Navigating Mental Health with East Asian Medicine

Increasingly over the last five years, many people have arrived to their acupuncture session feeling overwhelmed, exhausted, anxious, or disconnected from themselves, knowing that their nervous system has been under sustained pressure for too long. As we continue to navigate an unprecedented era of collective stress, uncertainty, and change, more people are noticing how deeply their inner state shapes their energy, resilience, sleep, digestion, immunity, and hormonal systems.

While this awareness may feel new with an increase in research and collective understanding, East Asian Medicine has understood the mind–body relationship for thousands of years. This medicine recognizes that our emotional life is expressed through our physiology—our nervous system, hormones, immune response, and organ function. Recent biomedical research now mirrors this understanding, showing that chronic stress and anxiety can dysregulate the autonomic nervous system, elevate inflammatory markers, disrupt sleep and digestion, and contribute to conditions such as depression, anxiety, chronic pain, and fatigue.

Through modalities such as acupuncture, cupping, gua sha, herbal and nutritional therapies, and meditative movement practices like tai qi and qi gong, East Asian Medicine works directly with these systems. Research suggests that acupuncture can influence the autonomic nervous system by increasing parasympathetic (rest-and-digest) activity, improving heart rate variability, and reducing physiological markers of stress. Many people experience this as a return to feeling more grounded, present, and capable of meeting daily life with greater ease and support.

Similarly, tai qi and qi gong have been shown in clinical studies to reduce symptoms of anxiety, depression, and stress while improving balance, circulation, and emotional regulation. These practices gently retrain the body to move, breathe, and respond from a place of steadiness rather than reactivity.
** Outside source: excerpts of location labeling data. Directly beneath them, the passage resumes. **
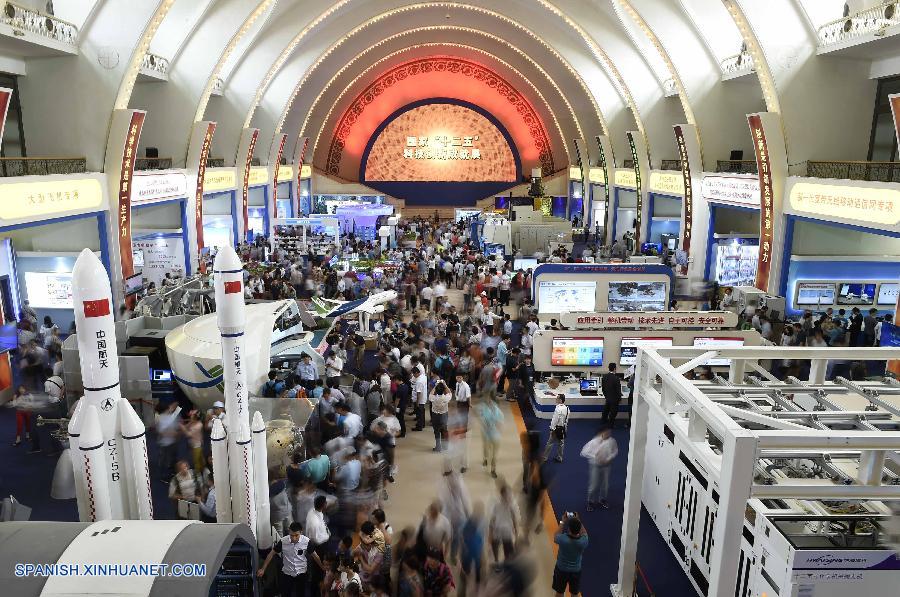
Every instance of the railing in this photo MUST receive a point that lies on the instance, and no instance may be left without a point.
(871, 20)
(872, 171)
(736, 166)
(739, 63)
(26, 19)
(155, 63)
(670, 165)
(41, 166)
(152, 163)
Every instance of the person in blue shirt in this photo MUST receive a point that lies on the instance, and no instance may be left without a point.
(572, 540)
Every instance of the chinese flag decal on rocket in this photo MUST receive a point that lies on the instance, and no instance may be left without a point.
(97, 308)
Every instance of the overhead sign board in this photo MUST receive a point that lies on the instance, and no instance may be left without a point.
(649, 319)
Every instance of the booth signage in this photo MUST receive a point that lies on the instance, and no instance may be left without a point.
(259, 175)
(863, 204)
(151, 187)
(29, 199)
(687, 187)
(245, 186)
(129, 153)
(201, 182)
(732, 189)
(219, 180)
(625, 178)
(649, 319)
(766, 201)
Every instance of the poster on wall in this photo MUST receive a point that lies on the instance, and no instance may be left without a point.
(161, 256)
(47, 290)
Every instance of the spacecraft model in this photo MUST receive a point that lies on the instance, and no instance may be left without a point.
(109, 448)
(242, 495)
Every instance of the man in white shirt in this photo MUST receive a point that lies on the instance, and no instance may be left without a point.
(600, 452)
(420, 396)
(558, 427)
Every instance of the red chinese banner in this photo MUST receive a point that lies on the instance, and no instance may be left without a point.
(688, 190)
(201, 175)
(129, 153)
(766, 197)
(245, 190)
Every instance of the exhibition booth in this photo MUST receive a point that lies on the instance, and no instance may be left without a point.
(842, 246)
(44, 224)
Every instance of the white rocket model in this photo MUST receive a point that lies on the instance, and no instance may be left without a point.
(112, 479)
(242, 496)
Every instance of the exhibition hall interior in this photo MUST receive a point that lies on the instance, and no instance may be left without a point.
(419, 298)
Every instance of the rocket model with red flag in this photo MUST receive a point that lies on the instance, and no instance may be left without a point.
(245, 471)
(111, 473)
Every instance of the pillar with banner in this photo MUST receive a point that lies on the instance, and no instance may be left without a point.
(121, 152)
(767, 134)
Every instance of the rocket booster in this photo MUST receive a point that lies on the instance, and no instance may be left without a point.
(99, 361)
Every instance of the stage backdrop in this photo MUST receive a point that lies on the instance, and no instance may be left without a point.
(440, 152)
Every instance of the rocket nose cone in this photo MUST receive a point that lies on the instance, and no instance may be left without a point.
(258, 424)
(227, 260)
(132, 426)
(218, 430)
(91, 434)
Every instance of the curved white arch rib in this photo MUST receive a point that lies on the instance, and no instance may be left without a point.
(420, 5)
(426, 45)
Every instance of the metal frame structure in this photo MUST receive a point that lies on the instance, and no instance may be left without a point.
(792, 423)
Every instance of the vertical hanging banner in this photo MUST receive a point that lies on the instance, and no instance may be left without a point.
(771, 163)
(129, 153)
(245, 184)
(201, 174)
(601, 155)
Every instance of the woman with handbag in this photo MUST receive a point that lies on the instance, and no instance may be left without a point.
(558, 426)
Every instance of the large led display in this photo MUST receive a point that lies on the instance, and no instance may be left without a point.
(441, 143)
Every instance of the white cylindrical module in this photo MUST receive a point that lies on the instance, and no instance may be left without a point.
(99, 359)
(92, 450)
(244, 507)
(221, 474)
(84, 514)
(229, 286)
(137, 464)
(261, 483)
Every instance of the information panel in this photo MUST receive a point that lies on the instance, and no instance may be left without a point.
(577, 352)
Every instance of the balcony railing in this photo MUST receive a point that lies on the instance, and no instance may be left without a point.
(736, 166)
(670, 165)
(155, 63)
(873, 171)
(738, 64)
(38, 23)
(41, 166)
(869, 21)
(152, 163)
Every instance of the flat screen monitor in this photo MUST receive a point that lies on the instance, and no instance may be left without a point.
(566, 296)
(815, 293)
(856, 294)
(718, 343)
(637, 296)
(887, 293)
(134, 284)
(577, 352)
(628, 350)
(524, 264)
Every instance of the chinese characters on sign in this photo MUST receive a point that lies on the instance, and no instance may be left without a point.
(766, 196)
(688, 189)
(129, 153)
(442, 147)
(201, 178)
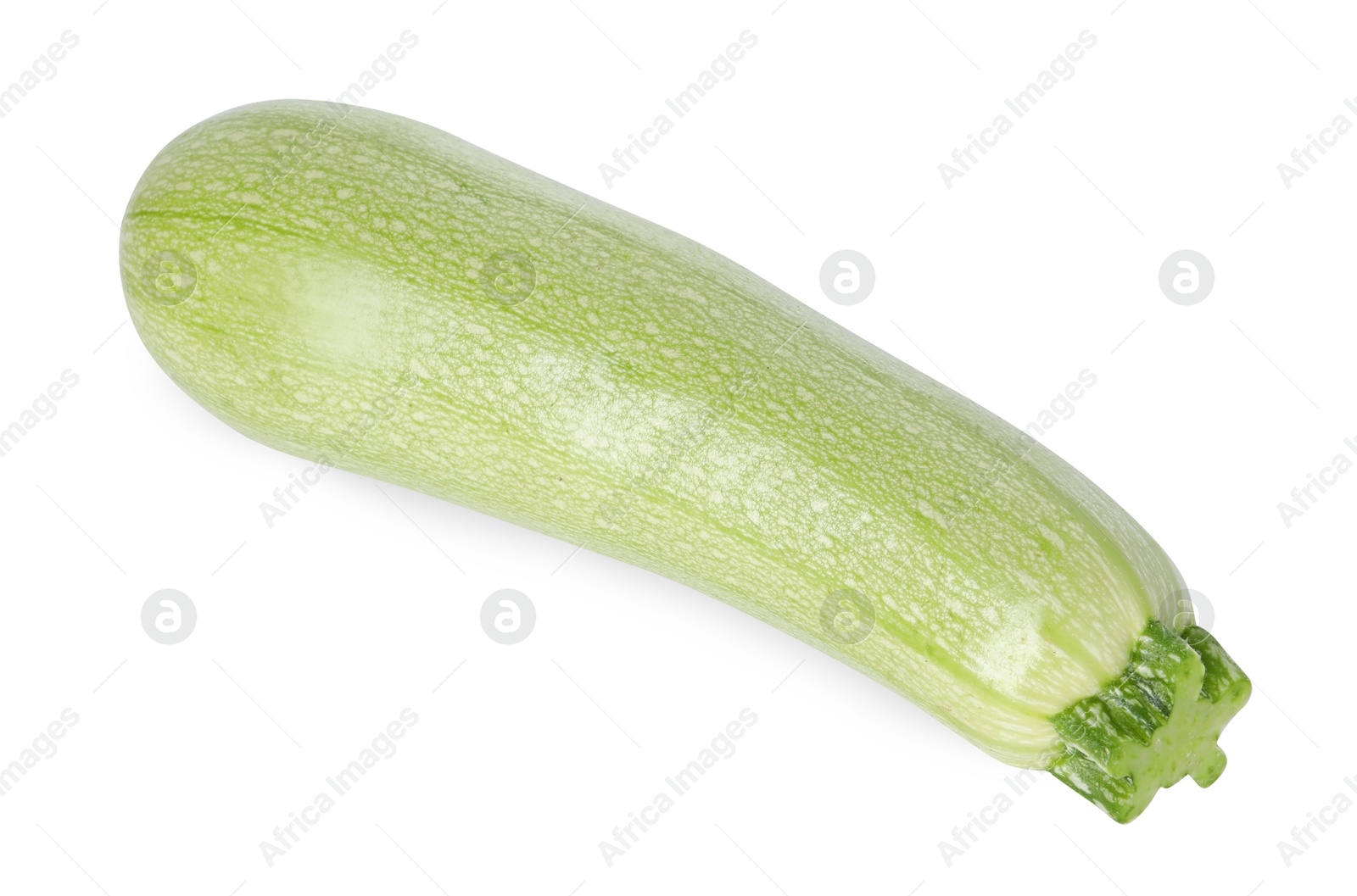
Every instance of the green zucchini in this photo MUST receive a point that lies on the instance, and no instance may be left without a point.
(368, 292)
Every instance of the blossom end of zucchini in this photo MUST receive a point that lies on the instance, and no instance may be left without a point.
(1155, 724)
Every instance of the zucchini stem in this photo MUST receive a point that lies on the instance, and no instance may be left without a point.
(1155, 724)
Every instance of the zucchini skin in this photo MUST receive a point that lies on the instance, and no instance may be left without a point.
(366, 291)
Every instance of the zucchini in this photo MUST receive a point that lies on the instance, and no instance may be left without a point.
(372, 293)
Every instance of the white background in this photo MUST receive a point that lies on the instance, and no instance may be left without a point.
(1037, 264)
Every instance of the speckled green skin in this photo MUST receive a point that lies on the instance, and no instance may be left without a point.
(353, 287)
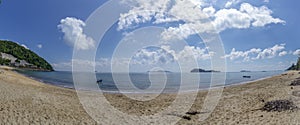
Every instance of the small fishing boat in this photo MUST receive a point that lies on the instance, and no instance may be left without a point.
(246, 76)
(99, 81)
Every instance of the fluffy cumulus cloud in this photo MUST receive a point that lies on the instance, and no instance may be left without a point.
(194, 14)
(257, 53)
(297, 52)
(153, 56)
(165, 55)
(283, 53)
(40, 46)
(260, 16)
(73, 33)
(231, 3)
(23, 45)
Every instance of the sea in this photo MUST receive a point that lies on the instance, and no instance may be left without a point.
(150, 82)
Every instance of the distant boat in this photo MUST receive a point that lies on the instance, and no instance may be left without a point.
(246, 76)
(99, 81)
(245, 71)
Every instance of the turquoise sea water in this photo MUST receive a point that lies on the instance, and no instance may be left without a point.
(142, 81)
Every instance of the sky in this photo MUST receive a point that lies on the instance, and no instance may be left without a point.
(256, 35)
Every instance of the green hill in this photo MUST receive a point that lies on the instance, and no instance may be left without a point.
(19, 56)
(295, 66)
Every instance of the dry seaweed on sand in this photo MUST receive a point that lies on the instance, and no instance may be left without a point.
(279, 106)
(295, 82)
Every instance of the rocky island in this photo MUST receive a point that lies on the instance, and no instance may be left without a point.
(202, 70)
(14, 55)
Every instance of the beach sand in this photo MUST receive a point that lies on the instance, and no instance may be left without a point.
(26, 101)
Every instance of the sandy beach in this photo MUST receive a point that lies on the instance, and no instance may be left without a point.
(26, 101)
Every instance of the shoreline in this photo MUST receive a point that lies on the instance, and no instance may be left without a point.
(26, 101)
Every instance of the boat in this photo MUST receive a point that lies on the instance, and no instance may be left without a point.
(99, 81)
(246, 76)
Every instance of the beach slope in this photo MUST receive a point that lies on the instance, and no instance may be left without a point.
(26, 101)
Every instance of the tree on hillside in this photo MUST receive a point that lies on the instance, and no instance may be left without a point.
(295, 66)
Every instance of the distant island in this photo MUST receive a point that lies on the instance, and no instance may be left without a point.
(14, 55)
(202, 70)
(160, 71)
(295, 66)
(245, 71)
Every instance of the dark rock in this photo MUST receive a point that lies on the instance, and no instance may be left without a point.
(279, 106)
(296, 93)
(186, 117)
(295, 82)
(192, 113)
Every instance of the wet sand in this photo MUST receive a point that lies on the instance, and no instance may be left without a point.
(26, 101)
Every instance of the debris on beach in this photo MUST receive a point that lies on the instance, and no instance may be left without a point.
(181, 116)
(295, 82)
(193, 113)
(279, 106)
(296, 93)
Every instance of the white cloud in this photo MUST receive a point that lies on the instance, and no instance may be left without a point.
(260, 16)
(40, 46)
(231, 3)
(197, 53)
(165, 55)
(297, 52)
(24, 46)
(73, 32)
(210, 11)
(194, 13)
(271, 52)
(283, 53)
(153, 56)
(257, 53)
(231, 18)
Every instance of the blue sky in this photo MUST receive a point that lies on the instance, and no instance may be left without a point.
(266, 39)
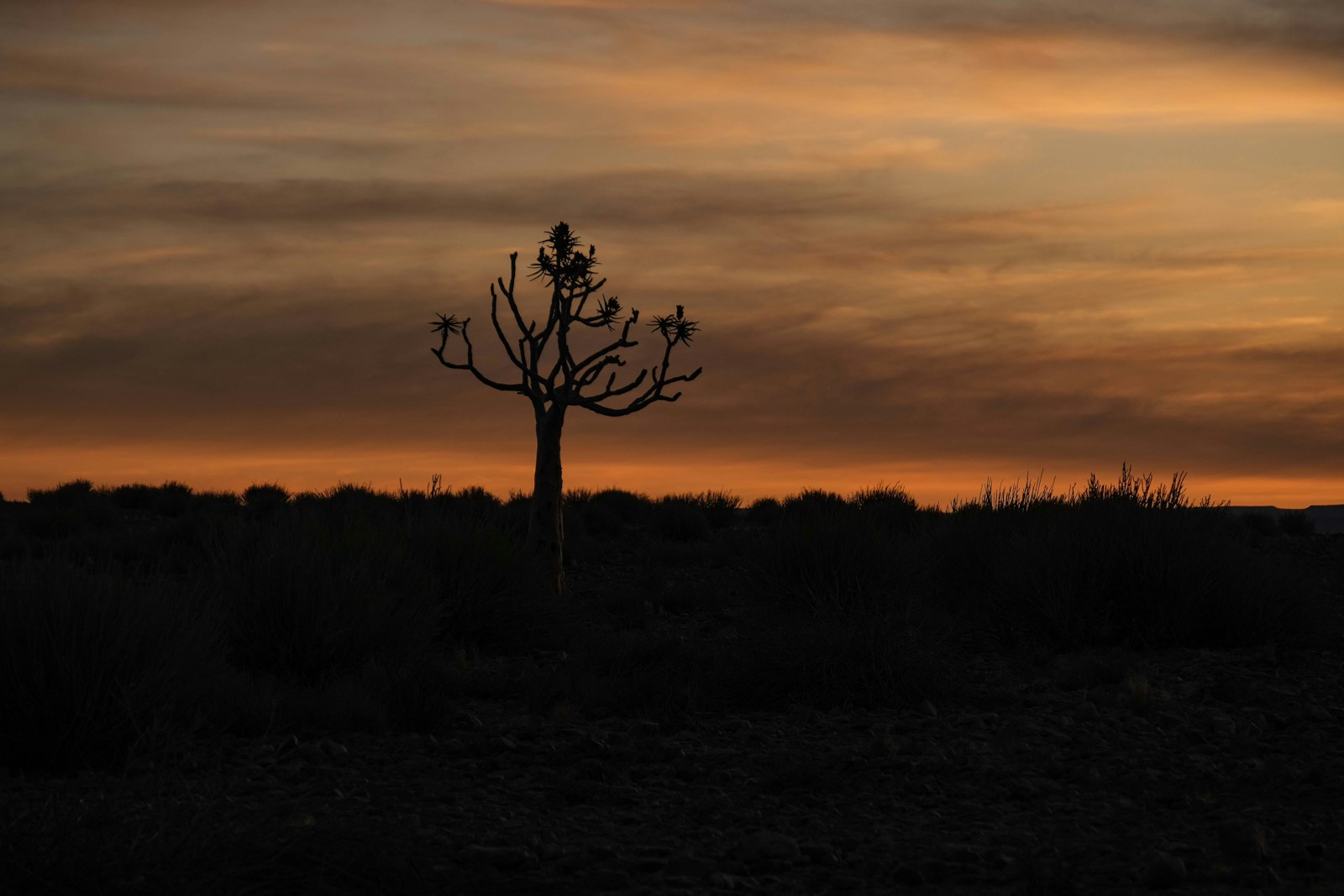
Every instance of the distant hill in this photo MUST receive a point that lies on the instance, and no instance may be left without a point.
(1328, 517)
At the heart of this medicine is a model that sees body and mind as integrated, dynamic forces, continually influencing one another. Mental and emotional health are not treated as secondary to physical symptoms, nor are physical symptoms dismissed as purely psychological. Instead, we look at the whole person: their history, constitution, current stressors, and the ways their system has adapted to survive and cope with the challenges life presents to us.

Life experiences, trauma, genetics, and constitution all shape how stress is held in the body and how symptoms emerge. Because of this, treatment is completely unique. Each protocol is tailored to support the individual nervous system, restore balance gradually, and help the body remember its innate capacity for regulation, healing, and resilience.

For many clients, this work becomes not only about symptom relief, but about reconnecting to themselves—cultivating a steadier sense of calm, emotional clarity, and compassion for themselves, and those around them. It is a process of learning to listen to the body again, to respond rather than react, and to move through the world with greater presence and support.